Drogówka nadal nie ma pewności, czy Bobbi Kristina straciła panowanie nad autem, czy pojechała pod prąd rozmyślnie. Wiadomo , że 27 stycznia dziewczyna jechała swoim jeepem liberty przez Roswell, w stanie Georgia.
Pojechała pod prąd i uderzyła czołowo w forda taurusa. Kierowca i pasażer z forda byli ranni, konieczna była hospitalizacja. Bobbi Kristina była opatrzona na miejscu - donosi HollywoodLife.com.
Nie jest jasne, czy uraz odniesiony w wypadku wpłynął na jej obecny stan zdrowia - zauważa PerezHilton.com.

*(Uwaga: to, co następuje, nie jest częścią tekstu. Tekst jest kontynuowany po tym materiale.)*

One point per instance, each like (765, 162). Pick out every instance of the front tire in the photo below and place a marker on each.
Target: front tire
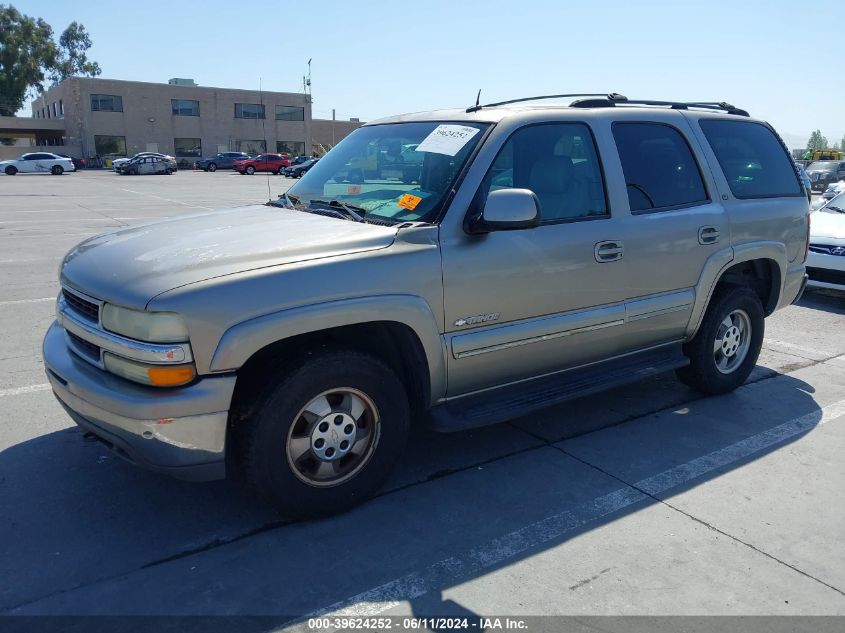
(326, 436)
(724, 351)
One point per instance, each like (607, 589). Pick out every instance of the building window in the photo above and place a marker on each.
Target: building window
(249, 111)
(106, 103)
(110, 145)
(185, 107)
(290, 113)
(251, 147)
(188, 147)
(752, 158)
(291, 148)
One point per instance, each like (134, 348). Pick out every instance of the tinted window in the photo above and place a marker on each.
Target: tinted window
(752, 158)
(185, 107)
(660, 171)
(559, 163)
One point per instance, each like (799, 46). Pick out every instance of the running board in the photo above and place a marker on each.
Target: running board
(506, 403)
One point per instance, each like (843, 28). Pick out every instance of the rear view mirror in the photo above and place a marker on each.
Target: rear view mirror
(509, 210)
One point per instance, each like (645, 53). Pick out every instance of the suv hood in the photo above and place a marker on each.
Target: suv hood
(825, 224)
(131, 266)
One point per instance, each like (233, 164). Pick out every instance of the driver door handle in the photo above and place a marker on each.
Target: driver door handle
(608, 251)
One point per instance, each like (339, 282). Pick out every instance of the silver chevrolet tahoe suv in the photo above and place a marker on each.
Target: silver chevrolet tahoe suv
(538, 253)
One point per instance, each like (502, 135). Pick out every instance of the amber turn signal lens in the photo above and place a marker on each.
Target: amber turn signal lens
(170, 376)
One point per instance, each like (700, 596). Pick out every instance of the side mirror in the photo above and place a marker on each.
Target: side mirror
(509, 210)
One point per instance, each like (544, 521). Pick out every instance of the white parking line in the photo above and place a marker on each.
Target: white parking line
(472, 562)
(21, 390)
(19, 301)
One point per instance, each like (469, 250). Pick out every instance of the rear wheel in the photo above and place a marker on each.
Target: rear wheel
(326, 436)
(727, 345)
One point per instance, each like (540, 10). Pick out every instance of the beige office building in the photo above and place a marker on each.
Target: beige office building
(108, 117)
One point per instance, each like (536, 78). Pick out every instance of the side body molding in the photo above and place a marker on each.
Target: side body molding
(723, 259)
(244, 339)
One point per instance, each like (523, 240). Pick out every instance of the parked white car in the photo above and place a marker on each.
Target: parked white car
(826, 259)
(37, 162)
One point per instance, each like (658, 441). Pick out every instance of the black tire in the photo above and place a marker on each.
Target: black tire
(260, 439)
(702, 374)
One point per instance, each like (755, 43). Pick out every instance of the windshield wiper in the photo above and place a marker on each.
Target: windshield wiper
(349, 211)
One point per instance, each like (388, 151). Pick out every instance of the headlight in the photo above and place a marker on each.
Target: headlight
(153, 375)
(153, 327)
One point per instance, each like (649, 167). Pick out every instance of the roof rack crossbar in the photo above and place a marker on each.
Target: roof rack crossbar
(610, 97)
(675, 105)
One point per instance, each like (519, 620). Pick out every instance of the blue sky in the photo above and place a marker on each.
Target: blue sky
(376, 58)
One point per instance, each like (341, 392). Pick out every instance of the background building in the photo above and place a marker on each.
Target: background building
(88, 117)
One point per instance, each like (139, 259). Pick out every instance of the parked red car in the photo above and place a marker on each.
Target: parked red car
(263, 162)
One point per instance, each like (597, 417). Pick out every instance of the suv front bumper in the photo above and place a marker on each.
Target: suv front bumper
(180, 432)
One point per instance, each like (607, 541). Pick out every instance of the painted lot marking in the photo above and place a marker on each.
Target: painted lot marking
(21, 390)
(470, 563)
(19, 301)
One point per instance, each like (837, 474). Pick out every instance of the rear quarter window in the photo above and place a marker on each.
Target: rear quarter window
(752, 158)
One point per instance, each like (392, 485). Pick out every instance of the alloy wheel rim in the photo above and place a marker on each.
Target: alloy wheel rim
(733, 340)
(333, 437)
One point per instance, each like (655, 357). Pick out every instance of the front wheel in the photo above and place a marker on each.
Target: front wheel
(326, 436)
(727, 345)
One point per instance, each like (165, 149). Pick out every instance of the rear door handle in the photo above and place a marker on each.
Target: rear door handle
(608, 251)
(708, 235)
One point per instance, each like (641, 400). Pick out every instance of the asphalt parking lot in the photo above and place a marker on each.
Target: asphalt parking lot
(647, 500)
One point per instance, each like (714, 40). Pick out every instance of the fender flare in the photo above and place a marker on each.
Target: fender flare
(244, 339)
(719, 262)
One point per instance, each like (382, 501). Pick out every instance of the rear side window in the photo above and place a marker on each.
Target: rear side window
(660, 171)
(752, 158)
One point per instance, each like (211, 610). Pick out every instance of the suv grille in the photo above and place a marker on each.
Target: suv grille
(85, 347)
(87, 309)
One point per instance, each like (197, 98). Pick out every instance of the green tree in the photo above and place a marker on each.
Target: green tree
(28, 53)
(817, 141)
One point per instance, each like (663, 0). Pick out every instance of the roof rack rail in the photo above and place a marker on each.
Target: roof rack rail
(674, 105)
(605, 98)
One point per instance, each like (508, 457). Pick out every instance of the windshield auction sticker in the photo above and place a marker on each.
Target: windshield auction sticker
(447, 139)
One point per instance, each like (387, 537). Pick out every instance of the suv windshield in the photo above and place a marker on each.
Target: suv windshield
(823, 165)
(398, 171)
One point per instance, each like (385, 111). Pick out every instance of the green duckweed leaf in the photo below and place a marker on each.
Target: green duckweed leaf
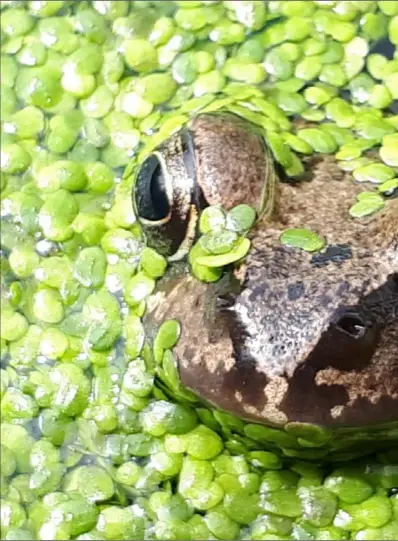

Nie wiemy, czy wypadek był elementem groźnej gry, którą Bobbi mogła prowadzić z własnym życiem. Jej rodzina przekonuje, że podtopienie w wannie nie było próbą samobójczą. Podobnego zdania wydaje się być policja, intensywnie badając udział Nicka Gordona w tej niedoszłej tragedii. Tymczasem Bobbi Kristina Brown przebywa w szpitalu w Atlancie. Jest podłączona do respiratora. By zmniejszyć opuchliznę mózgu, lekarze wprowadzili ją w stan śpiączki farmakologicznej.